Stasera ho fatto una chiacchierata con un promotore finanziario. È una conoscenza ormai da decenni e le rare volte che parliamo, ci dilunghiamo sempre in temi di finanza e di economia.
Naturalmente, proprio oggi la discussione non poteva che andare a finire lì: alle elezioni americane di domani.
Viene fuori che dagli outlook di tutte le maggiori banche d’investimento americane risulterebbe preferibile una chiara vittoria di Trump.
Insomma, piuttosto che l’incertezza, portata anche dalla vittoria di Harris, meglio piuttosto. Almeno a 6-8 mesi.
D’altra parte, riassumono i report finanziari, gli USA (grazie a Biden) si avviano a una crescita che per il 2025 è prevista negli immediati intorni del 3% con il sistema in (quasi) piena occupazione e mentre una presidenza Trump darebbe impulso alle PMI americane tramite una politica di dazi da ‘America First’, così come al settore farmaceutico togliendo il cap ai prezzi dei farmaci e smontando l’Obamacare, allo stesso modo, le proposte di Harris di aumento delle tasse agli alti e altissimi redditi (> 400.000$/anno) lasciano i professionisti della finanza molto preoccupati. Per lo più per i portafogli dei loro clienti. Poco importano considerazioni di equità sociale e di sviluppo sostenibile di un’economia a lungo termine, il faro è ciò che succederà domani.
E, vedete, da un punto di vista finanziario il ragionamento lo capisco pure: si vive per vedere un altro giorno e d’altro canto, previsioni che vadano al di là dei 6 mesi ormai hanno la robustezza statistica della preveggenza di Madame Futuro e la sua palla di cristallo. A Roma diremmo “Beato chi c’ha ‘n occhio”.
Però, parliamone.
L’ultima cosa che puoi aspettarti come outcome di una politica di dazi è che i paesi oggetto degli stessi non rispondano con altrettanta cortesia. E la prima cosa che puoi aspettarti se i prezzi dei farmaci arrivano alle stelle è che il potere di acquisto della classe media vada a farsi benedire o direttamente o per aumenti indotti, visto che il sistema sanitario americano è del tutto privato ed esercitato sotto forma di copertura assicurativa, sicché è lecito aspettarsi, a fronte di aumento dei prezzi dei farmaci o del congelamento delle risorse pubbliche a supporto dei meno abbienti, aumenti corrispondenti delle polizze.

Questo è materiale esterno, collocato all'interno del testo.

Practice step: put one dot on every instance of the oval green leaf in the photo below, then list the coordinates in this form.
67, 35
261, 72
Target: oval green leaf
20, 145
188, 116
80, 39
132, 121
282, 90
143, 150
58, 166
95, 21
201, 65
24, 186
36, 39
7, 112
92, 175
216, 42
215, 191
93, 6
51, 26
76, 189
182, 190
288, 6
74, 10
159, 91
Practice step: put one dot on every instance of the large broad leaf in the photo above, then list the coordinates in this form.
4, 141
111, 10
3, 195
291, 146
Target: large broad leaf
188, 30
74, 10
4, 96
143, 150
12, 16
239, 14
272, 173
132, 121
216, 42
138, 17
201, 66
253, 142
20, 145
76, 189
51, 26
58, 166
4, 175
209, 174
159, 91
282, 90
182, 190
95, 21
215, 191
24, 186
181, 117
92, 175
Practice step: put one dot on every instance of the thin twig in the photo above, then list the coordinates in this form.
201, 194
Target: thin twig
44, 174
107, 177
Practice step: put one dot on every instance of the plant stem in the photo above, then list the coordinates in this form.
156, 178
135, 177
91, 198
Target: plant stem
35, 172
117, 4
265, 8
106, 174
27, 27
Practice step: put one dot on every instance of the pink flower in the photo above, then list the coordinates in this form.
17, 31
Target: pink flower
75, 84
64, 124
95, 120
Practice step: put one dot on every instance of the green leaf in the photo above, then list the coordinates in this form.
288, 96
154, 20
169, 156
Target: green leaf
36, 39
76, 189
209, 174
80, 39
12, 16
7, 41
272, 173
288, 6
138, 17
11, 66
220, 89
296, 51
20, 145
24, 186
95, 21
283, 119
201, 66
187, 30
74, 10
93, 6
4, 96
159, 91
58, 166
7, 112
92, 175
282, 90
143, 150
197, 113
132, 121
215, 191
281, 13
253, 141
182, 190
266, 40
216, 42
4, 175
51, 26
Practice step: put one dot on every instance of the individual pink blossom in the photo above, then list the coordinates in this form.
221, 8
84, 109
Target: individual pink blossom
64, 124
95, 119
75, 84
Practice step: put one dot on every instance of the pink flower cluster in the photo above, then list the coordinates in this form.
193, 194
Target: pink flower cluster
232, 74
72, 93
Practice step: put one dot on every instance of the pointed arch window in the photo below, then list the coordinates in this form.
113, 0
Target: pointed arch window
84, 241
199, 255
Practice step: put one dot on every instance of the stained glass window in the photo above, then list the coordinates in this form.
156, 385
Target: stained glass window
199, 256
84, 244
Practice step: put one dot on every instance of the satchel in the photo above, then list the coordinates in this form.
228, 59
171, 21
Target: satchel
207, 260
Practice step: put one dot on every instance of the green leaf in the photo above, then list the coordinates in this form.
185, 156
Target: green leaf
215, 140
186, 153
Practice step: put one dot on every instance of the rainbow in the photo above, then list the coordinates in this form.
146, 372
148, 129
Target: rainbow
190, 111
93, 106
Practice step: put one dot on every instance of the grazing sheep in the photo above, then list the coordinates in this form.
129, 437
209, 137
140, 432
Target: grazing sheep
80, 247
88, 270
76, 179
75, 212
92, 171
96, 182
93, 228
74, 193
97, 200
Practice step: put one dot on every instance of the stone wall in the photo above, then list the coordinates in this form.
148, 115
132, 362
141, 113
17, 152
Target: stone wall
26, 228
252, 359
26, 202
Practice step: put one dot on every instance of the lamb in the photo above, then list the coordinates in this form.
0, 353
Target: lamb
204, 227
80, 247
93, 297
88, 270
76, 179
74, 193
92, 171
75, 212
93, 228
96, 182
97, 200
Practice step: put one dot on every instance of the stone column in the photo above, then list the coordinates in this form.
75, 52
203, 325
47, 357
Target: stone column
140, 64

E se (quando) queste cose accadranno che succederà? Succederà che gli stessi report piangeranno per la bilancia commerciale che è andata a carte e quarantotto o per il CPI che è sky-rocketed mandando il potere d’acquisto 6 underground. Ah, la fiducia dei consumatori!
A quel punto la luna di miele con Trump (si dice sempre così), finirà e si ricomincerà con il successivo giro di giostra con il prossimo.
Io esco pazzo.
Non perché abbia dei particolari dubbi sulle ragioni degli investitori, ma perché mi pare che in Occidente abbiamo abdicato a guardare al di là della criticità estemporanea preoccupandoci solamente di curare ogni volta l’ennesimo bubbone comparso su un corpo martoriato. In altre parole, non si trova più nessun “medico” che alzi la testa dalla flogosi, faccia due passi indietro, guardi l’intero paziente e si preoccupi di determinare se quella che ha di fronte è peste bubbonica o varicella.
Perfino a un incompetente in materia dovrebbe essere chiaro che nel medio-lungo termine un’eventuale presidenza Trump sarebbe una disgrazia ANCHE dal punto di vista economico, perché è il trend che cavalca ad esserlo: il ritorno alla regionalizzazione, contrapposta alla globalizzazione che ci ha sostenuto nei 30 anni appena passati, se non oggi, domani comporterà un rimpicciolimento di quella stessa torta che da 3 decenni non ha fatto altro che crescere, arrivando a letteralmente sfamare quasi 2 miliardi di persone in più.
E se la torta si rimpicciolisce, a chi toccheranno, in proporzione, fette sempre più striminzite?
Esatto.
D’altra parte, la finanza sempre di più gioca un campionato diverso rispetto all’economia: dai derivati di derivati alla sbornia delle crypto, sono in numero sempre maggiore le forme di investimento che hanno perso il loro legame con gli andamenti delle grandezze economiche fondamentali. E forse proprio qui si spiega l’interesse di Trump per questi ultimi: poter vantare “negli ambienti giusti” (quelle stesse banche d’investimento) grandissimi ritorni senza doversi preoccupare dell’economia reale.
Almeno fino alla prossima crisi dei prossimi subprime, e allora sì che finalmente negli ambienti giusti si riapriranno gli occhi. Per poi ricominciare daccapo.